I was going to give each book I read a post, but I’m now five books behind, so forget that. Here we go:

The Velvet Underground and Nico by Joe Harvard
Once I got past the truly terrible chemistry metaphor (that seemed to indicate that water could easily be created it from its constituent elements), this was a good read. The best parts were focused on the recording process more than on the band (probably a good bet when the top guy in the band turned into an insufferable jerk). My favorite anecdote is Nico sobbing “I vant to seeng like Bob Deeeeeeee-lahn!”

The Kinks are the Village Green Preservation Society by Andy Miller
Not quite as good as Fusilli’s Pet Sounds book, but in the same vein (though Pet Sounds focused more on the artist, TKATVGPS more on the recording): really brilliant guy writes really brilliant album that tanks commercially, but is eventually seen as his masterpiece. Unfortunately, this entire process makes guy go really nuts.

What I also enjoyed was the discussion of b-sides and non-album tracks around the time. The Kinks had a ton of these, which is why all the recent re-releases almost double the album size with bonus tracks. This book came out right before the re-releases, so it’s strange to read Miller describing how rare, say, “Wonderboy” is, when I now have it on my iPod.

Candyfreak by Steve Almond
CANDY! CANDY CANDY CANDY CANDY CANDY! I like Candy. I’ve been eating lots of Lake Champlain chocolate since reading this book. Almond does a good job of staying on the right side of the Klosterman line, where his muddled social life comes up, but doesn’t overwhelm the ostensible subject of the book.

Freakonomics by Steves Levitt and Dubner
If you don’t know the basics of this book, you’re probably not reading this.
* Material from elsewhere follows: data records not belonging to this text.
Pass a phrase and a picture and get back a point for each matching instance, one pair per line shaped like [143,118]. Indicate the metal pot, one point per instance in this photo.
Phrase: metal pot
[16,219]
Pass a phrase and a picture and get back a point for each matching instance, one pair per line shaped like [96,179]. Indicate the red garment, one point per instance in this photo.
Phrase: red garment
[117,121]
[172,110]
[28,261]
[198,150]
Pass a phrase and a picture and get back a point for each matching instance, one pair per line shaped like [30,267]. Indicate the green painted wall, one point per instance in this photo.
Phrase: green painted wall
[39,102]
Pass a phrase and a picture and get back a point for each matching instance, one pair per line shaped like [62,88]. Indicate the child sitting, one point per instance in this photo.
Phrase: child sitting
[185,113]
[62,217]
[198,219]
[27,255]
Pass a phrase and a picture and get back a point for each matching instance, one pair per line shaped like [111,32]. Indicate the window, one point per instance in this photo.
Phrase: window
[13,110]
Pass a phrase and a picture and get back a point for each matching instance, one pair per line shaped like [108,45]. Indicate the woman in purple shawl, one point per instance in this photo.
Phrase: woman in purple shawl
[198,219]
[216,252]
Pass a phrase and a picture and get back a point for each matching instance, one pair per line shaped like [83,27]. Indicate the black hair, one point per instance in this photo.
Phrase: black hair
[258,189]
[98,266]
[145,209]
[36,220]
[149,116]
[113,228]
It was fun finally getting to read the entire thing, though.

Amsterdam by Ian McEwan
It was a compelling read, and I finished it quickly, but… sigh. It was very well-written and tightly-plotted. I just don’t care about morally suspect upper-middle class (or above) middle-aged British men caught up in very artificially constructed moral conundra. It was so spare. It makes me long for a good fabulist or magical realist book, with all attendant messiness. No more British novels for a little while, at least.